À New York, au nord de Brooklyn, se cache une sorte de détroit de Béring. Une jetée longue de plusieurs kilomètres relie les quartiers de Coney Island et de Brighton Beach, mais c’est tout un monde qui les oppose. D’un côté, un parc d’attraction centenaire, le Luna Park, son lot d’échoppes et son immense plage, où se prélasse un condensé d’Amérique parlant anglais ou espagnol. De l’autre, un quartier à majorité russophone avec ses restaurants et cafés « Tatiana », les conversations feutrées de sa population presque exclusivement blanche et ses enseignes en cyrillique. Mis à part les panneaux et les feux de circulations typiquement américains, rien n’indique que l’on se trouve à New York. Les rares bâtiments en hauteur sont des « projects », des habitations à loyers modérés, monochromes et vétustes, aux balcons desquels flottent de nombreux drapeaux ukrainiens.

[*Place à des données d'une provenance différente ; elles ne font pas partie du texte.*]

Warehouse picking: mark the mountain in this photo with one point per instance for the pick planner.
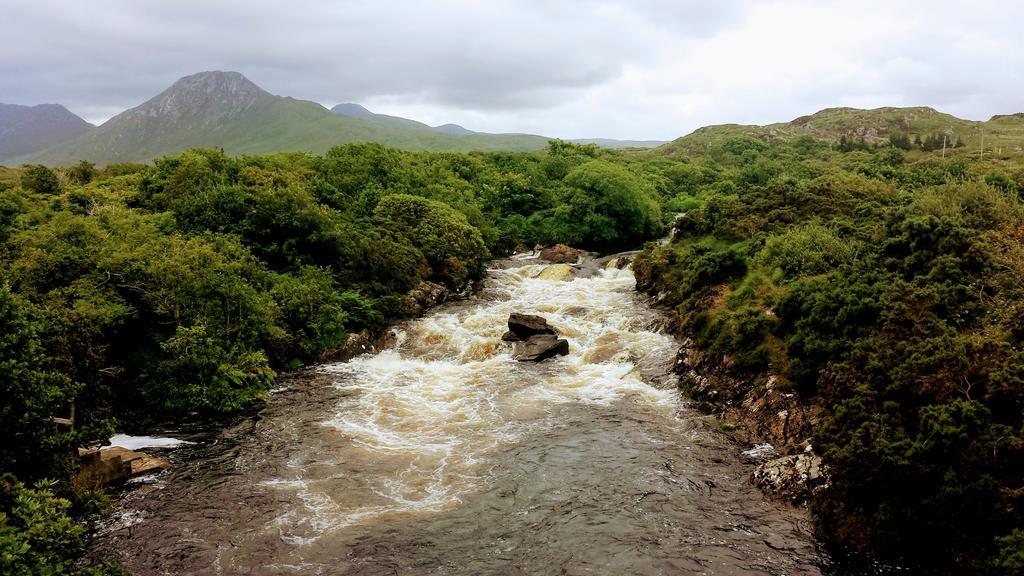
(225, 110)
(454, 129)
(356, 111)
(1005, 133)
(611, 142)
(25, 129)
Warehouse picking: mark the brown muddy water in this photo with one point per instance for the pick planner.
(444, 456)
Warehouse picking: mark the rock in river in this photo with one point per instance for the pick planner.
(561, 273)
(793, 478)
(522, 326)
(561, 254)
(541, 346)
(114, 464)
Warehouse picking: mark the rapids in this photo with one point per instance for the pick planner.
(442, 455)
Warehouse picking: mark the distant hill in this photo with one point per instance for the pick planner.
(1000, 132)
(357, 111)
(25, 129)
(225, 110)
(610, 142)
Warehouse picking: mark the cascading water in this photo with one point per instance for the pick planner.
(443, 455)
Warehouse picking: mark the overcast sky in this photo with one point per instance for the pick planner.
(629, 69)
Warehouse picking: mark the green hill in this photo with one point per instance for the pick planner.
(1003, 134)
(225, 110)
(25, 129)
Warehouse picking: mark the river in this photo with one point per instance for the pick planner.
(442, 455)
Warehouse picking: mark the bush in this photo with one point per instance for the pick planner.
(40, 179)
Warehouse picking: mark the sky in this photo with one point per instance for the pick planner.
(626, 69)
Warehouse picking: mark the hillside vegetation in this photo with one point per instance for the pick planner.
(1004, 135)
(880, 282)
(886, 289)
(181, 289)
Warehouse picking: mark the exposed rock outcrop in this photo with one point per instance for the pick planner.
(560, 273)
(534, 338)
(561, 254)
(522, 326)
(619, 262)
(425, 296)
(763, 413)
(793, 478)
(756, 413)
(110, 465)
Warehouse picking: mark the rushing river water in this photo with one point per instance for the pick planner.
(442, 455)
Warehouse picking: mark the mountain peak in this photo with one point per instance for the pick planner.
(25, 129)
(353, 110)
(214, 95)
(217, 81)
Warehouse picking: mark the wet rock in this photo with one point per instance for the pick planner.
(561, 254)
(110, 465)
(541, 346)
(522, 326)
(560, 273)
(792, 478)
(619, 262)
(425, 296)
(357, 344)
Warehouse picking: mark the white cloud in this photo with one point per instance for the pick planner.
(642, 69)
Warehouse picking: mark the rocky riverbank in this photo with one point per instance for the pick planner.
(756, 412)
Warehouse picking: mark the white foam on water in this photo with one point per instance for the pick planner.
(140, 442)
(428, 415)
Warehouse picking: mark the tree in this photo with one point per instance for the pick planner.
(82, 173)
(32, 393)
(40, 179)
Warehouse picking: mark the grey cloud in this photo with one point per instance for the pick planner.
(560, 67)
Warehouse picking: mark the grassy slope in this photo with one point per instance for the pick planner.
(272, 124)
(1001, 133)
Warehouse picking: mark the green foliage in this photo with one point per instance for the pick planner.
(805, 251)
(151, 292)
(884, 287)
(33, 393)
(453, 248)
(40, 179)
(38, 537)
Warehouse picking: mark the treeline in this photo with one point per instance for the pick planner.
(181, 289)
(889, 294)
(930, 144)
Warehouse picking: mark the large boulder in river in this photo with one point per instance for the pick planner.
(561, 254)
(425, 296)
(522, 326)
(113, 464)
(541, 346)
(560, 273)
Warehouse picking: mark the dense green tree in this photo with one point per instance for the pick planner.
(40, 179)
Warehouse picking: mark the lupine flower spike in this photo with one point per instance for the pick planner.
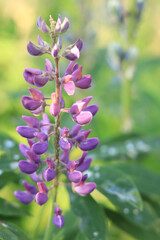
(39, 132)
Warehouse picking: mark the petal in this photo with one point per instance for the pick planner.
(74, 176)
(33, 49)
(30, 187)
(58, 221)
(30, 104)
(41, 198)
(23, 197)
(83, 118)
(69, 88)
(49, 174)
(40, 81)
(31, 121)
(26, 132)
(40, 147)
(27, 167)
(65, 144)
(84, 165)
(85, 188)
(36, 93)
(89, 144)
(92, 108)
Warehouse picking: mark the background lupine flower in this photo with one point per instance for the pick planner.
(39, 132)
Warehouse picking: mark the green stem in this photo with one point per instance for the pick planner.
(48, 233)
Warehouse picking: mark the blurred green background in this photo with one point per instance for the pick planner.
(88, 20)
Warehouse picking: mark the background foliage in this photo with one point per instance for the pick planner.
(126, 168)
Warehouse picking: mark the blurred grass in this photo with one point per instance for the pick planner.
(88, 20)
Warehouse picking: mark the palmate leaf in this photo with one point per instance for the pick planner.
(9, 153)
(8, 209)
(117, 187)
(92, 221)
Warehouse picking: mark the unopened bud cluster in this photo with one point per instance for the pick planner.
(39, 132)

« La plupart des immigrés de Brighton Beach sont venus d’Odessa. Ils ont fui les pogroms russes à l’époque du tsar Nicolas II, à la fin du XIXe siècle et au début du XXe », explique Mme Pat Singer, une Américaine d’origine ukrainienne à la tête de la Brighton Neighborhood Association. Elle précise : « Si la majorité étaient des Juifs d’Ukraine, il y avait aussi de nombreux Russes, des Moscovites notamment, qui se sont exilés avant la seconde guerre mondiale. » La voix de la sexagénaire se fait plus grave à l’évocation de sa propre famille : « Je n’ai moi-même plus aucun parent en Ukraine, ma famille a été massacrée par Hitler. Seul mon grand- père m’a transmis les souvenirs de sa terre natale. » Ce déracinement est le lot commun de nombreuses familles du quartier qui viennent souvent frapper à la porte de l’association dirigée par Mme Pat Singer. Créée en 1977, elle a permis à certaines d’en apprendre davantage sur leurs aïeux grâce aux archives collectées.
À « Little Odessa » — le surnom de cet arrondissement peuplé d’environ 35 000 personnes —, les habitants, qu’ils soient d’origine (…)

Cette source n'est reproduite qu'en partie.